Bima segera menarik diri dari lamunan. Ia masuk kembali ke dalam, untuk mengambil tas dan kunci mobil. Setelah siap, ia segera menyusul jejak Syifa ke lantai bawah.
Di lantai bawah terdengar Zaki, anak kedua dari pasangan Ibu Halimah dan Pak Imam sedang asyik menggoda Syifa.
"Tuh, kan, Ummi bener kata Zaki. Di kampus, Syifa itu banyak penggemarnya," ungkap Zaki.
"Kakak, Syifa 'kan bukan seorang publick pigur. Jadi, tidak ada namanya penggemar," sela Syifa.
"Memang benar, Sayang apa yang dikatakan Kakakmu itu?" tanya Pak Imam.

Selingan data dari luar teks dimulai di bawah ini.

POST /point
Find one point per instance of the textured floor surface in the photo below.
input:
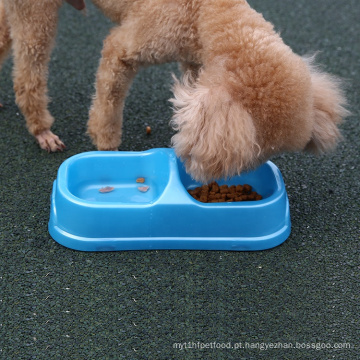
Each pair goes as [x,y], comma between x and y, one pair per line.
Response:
[60,303]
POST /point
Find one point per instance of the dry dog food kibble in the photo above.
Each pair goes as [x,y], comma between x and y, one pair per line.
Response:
[143,188]
[214,192]
[106,189]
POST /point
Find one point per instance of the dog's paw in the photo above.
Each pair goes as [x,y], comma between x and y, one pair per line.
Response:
[49,141]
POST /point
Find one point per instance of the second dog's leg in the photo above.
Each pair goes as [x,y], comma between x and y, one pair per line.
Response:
[113,79]
[33,27]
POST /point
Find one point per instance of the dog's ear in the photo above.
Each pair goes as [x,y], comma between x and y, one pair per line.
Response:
[77,4]
[216,136]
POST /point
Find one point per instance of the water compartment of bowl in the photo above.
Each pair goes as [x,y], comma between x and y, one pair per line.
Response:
[164,216]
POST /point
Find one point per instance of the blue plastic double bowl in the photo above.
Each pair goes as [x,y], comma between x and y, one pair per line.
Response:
[161,214]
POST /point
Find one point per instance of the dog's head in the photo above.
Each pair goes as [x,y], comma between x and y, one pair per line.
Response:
[215,134]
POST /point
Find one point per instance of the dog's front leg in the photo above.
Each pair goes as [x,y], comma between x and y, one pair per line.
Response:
[114,76]
[5,40]
[33,27]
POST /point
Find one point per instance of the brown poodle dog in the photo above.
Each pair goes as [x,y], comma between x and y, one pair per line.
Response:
[244,97]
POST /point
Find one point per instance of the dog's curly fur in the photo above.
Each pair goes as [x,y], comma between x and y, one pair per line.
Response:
[244,97]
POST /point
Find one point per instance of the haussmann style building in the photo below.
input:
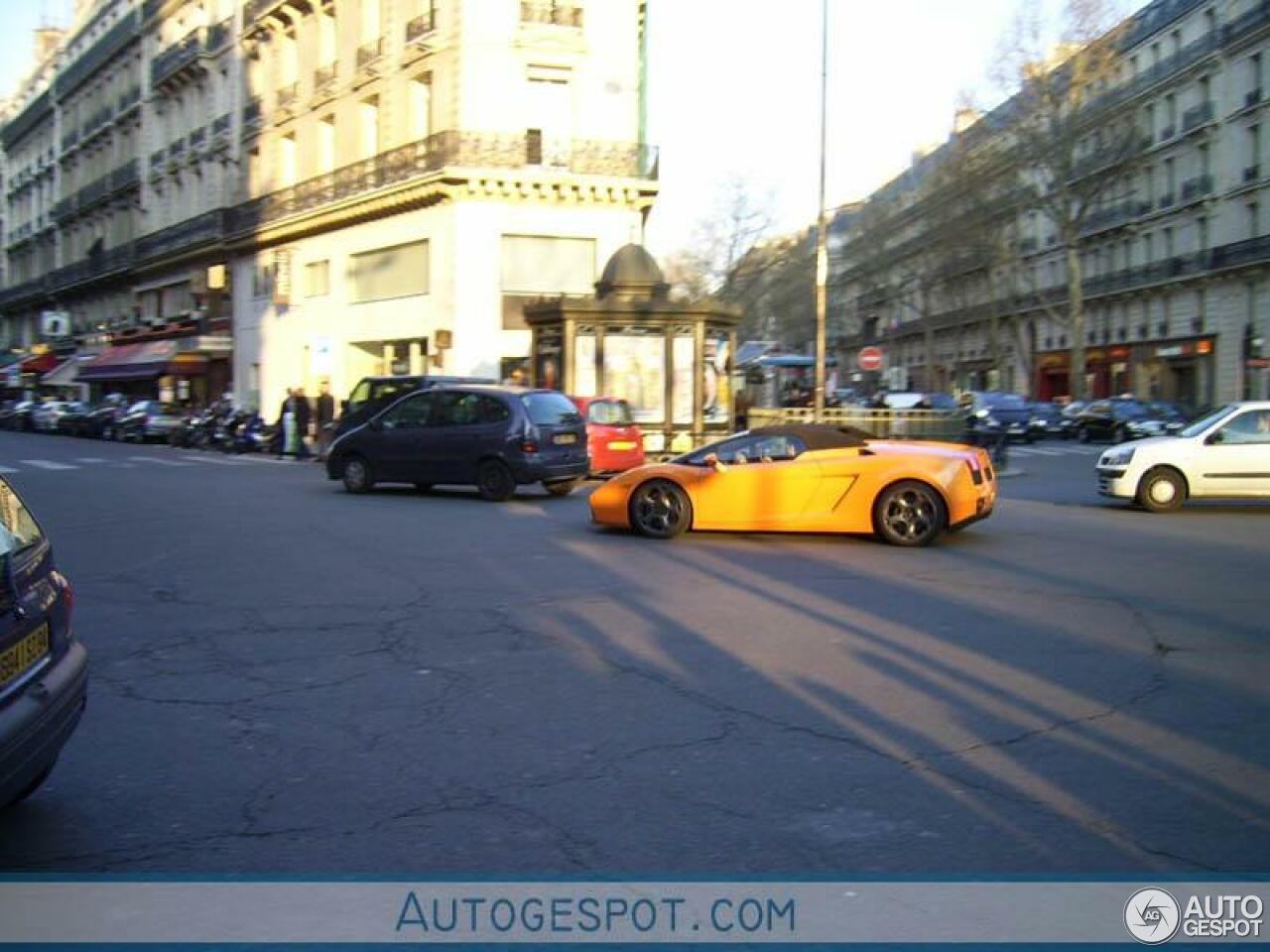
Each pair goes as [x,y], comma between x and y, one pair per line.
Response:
[291,190]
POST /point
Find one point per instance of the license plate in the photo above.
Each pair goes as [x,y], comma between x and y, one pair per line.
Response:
[17,660]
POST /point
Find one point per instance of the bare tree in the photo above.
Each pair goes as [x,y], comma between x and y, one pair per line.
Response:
[1071,153]
[738,221]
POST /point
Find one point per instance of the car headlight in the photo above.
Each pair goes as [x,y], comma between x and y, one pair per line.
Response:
[1116,457]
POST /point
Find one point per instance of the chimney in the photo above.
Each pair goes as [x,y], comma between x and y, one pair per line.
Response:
[48,40]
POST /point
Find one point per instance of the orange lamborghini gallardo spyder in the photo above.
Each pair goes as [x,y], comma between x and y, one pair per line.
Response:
[806,479]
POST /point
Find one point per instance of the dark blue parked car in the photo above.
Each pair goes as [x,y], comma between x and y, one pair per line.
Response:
[492,436]
[44,669]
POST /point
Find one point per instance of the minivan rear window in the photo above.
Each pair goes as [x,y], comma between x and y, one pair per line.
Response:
[550,409]
[18,527]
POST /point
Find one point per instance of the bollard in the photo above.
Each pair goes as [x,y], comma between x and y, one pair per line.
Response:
[1001,452]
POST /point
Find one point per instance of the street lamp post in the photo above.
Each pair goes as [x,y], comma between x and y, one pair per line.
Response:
[822,250]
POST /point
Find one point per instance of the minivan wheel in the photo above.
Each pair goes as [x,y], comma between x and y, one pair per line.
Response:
[357,475]
[563,488]
[494,481]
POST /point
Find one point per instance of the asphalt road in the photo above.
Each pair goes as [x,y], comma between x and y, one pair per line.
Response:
[289,679]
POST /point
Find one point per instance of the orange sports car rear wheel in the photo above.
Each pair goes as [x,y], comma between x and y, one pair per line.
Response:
[661,509]
[910,513]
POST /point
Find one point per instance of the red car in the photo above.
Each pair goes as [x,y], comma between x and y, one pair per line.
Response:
[613,442]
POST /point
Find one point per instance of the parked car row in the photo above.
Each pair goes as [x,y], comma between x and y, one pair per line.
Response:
[114,417]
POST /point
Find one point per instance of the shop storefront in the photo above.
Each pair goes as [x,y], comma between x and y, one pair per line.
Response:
[181,371]
[671,362]
[1107,372]
[1180,371]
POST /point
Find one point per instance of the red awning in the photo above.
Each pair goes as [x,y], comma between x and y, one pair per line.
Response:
[131,362]
[40,363]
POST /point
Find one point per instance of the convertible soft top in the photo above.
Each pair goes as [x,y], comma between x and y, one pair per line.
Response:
[818,435]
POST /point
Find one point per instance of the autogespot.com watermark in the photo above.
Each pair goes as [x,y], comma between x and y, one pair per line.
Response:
[1153,915]
[425,915]
[606,912]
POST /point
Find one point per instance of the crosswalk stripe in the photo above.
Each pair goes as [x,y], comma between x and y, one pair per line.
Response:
[48,465]
[216,460]
[157,461]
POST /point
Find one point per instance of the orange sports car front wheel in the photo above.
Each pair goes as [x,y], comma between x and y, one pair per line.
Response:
[661,509]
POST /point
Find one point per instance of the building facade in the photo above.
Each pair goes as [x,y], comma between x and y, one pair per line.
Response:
[1174,253]
[304,191]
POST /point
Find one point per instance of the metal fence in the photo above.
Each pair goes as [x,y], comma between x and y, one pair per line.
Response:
[899,424]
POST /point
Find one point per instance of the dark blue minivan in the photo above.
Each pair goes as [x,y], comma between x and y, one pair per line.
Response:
[44,667]
[495,438]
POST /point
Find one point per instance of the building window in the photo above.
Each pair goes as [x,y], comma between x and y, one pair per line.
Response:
[325,144]
[421,107]
[400,271]
[534,266]
[368,114]
[318,278]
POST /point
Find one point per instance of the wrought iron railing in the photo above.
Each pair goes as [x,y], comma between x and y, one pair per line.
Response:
[368,54]
[324,79]
[252,113]
[1197,116]
[421,26]
[1197,186]
[218,35]
[177,58]
[206,227]
[429,157]
[127,176]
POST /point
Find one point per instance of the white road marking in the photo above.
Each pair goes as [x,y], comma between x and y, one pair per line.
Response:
[217,460]
[155,460]
[48,465]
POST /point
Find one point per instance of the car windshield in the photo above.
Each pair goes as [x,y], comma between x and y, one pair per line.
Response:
[1206,421]
[610,413]
[550,409]
[18,527]
[1005,402]
[1129,411]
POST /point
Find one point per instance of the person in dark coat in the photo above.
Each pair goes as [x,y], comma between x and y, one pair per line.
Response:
[304,421]
[325,419]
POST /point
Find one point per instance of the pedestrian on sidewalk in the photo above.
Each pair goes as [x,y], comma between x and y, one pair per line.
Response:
[304,422]
[287,424]
[325,419]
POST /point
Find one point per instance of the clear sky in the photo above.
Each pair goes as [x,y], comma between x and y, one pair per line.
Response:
[734,93]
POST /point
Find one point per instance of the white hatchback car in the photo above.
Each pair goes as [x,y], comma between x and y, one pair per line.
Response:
[1222,456]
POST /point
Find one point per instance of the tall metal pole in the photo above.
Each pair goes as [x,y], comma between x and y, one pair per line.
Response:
[822,244]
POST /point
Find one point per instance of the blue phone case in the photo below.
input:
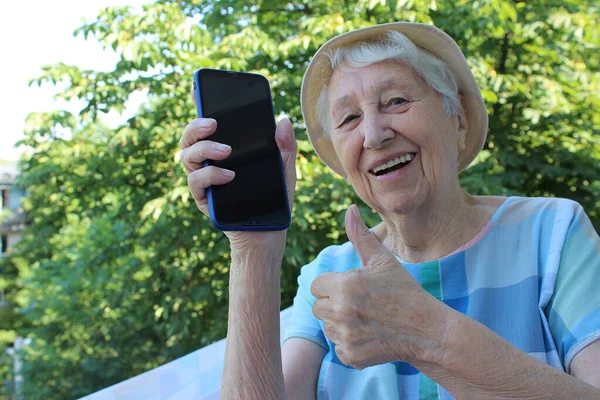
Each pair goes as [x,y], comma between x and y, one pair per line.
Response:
[211,209]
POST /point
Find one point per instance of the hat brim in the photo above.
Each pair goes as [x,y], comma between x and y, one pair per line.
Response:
[427,37]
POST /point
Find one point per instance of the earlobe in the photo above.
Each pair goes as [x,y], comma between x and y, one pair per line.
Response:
[463,126]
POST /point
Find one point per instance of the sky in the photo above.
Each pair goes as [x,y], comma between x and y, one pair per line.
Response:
[35,33]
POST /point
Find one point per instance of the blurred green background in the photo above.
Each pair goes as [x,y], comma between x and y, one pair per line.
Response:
[119,273]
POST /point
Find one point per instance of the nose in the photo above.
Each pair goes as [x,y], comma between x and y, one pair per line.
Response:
[377,130]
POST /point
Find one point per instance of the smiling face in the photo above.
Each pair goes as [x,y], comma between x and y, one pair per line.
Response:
[395,142]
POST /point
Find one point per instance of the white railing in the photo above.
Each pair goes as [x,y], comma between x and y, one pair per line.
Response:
[196,376]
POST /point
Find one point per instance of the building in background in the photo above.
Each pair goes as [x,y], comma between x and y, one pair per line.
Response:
[12,216]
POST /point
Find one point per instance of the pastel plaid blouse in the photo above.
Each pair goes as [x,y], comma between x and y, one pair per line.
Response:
[533,278]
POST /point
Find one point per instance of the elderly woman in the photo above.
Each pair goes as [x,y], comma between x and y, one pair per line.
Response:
[451,295]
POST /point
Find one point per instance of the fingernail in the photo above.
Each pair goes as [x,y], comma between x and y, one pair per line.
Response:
[206,123]
[223,148]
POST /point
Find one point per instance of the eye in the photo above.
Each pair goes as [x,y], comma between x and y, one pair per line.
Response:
[348,119]
[396,101]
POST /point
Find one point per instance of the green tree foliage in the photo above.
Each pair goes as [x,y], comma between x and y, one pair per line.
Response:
[120,273]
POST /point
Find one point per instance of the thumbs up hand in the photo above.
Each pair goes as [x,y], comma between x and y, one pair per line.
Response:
[378,313]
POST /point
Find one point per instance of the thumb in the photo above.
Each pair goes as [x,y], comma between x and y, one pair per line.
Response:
[286,141]
[366,244]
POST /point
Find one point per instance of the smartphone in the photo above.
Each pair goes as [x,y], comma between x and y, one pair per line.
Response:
[256,199]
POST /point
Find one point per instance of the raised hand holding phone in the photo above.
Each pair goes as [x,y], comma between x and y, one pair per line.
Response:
[256,199]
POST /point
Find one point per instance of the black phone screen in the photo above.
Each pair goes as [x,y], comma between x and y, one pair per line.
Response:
[241,104]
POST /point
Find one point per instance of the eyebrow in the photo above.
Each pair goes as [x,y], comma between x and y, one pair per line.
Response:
[388,83]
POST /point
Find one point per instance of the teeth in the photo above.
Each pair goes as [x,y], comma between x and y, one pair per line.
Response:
[402,159]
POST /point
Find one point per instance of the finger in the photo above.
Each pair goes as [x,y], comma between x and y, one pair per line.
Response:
[200,180]
[323,309]
[193,157]
[365,243]
[332,333]
[286,141]
[324,284]
[196,130]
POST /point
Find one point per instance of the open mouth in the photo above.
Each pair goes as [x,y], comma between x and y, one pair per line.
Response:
[393,165]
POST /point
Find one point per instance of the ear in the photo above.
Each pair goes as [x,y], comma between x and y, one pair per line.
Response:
[462,124]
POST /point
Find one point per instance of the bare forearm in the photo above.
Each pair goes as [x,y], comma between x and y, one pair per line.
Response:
[477,363]
[252,367]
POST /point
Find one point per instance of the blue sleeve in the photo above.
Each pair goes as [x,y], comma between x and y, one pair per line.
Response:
[302,323]
[574,309]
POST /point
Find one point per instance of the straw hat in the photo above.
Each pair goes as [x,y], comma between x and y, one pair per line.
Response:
[427,37]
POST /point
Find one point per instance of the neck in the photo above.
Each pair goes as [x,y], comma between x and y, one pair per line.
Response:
[433,230]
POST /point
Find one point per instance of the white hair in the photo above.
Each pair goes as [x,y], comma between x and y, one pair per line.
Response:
[393,46]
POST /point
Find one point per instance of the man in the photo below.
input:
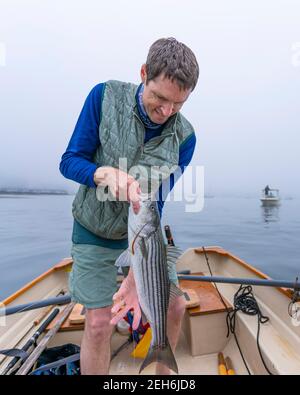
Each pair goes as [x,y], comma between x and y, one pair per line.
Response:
[142,124]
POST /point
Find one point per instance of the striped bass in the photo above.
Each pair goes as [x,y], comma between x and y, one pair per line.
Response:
[148,259]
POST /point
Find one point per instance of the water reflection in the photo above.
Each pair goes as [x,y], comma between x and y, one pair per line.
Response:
[270,213]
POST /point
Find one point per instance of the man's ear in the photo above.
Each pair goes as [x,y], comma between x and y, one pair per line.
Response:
[143,74]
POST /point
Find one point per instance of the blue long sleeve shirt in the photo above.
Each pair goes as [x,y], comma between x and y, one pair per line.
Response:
[77,165]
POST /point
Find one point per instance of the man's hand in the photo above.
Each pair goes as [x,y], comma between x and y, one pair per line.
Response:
[123,186]
[125,299]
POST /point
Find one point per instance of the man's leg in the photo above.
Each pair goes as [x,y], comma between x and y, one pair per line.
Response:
[175,315]
[93,281]
[95,347]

"Engga, Abah. Jangan dengerin, Kak Zaki suka ngelantur," bantah Syifa.
"Tapi, kemarin Kakak lihat ada lelaki nyamperin kamu. Hayoh, ngaku!" ledek Zaki kembali.
"Sudah, sudah. Seperti yang sudah Abah katakan, tidak ada yang boleh menjalin hubungan asmara dengan lawan jenis sebelum menikah. Paham!" tegur Pak Imam lembut.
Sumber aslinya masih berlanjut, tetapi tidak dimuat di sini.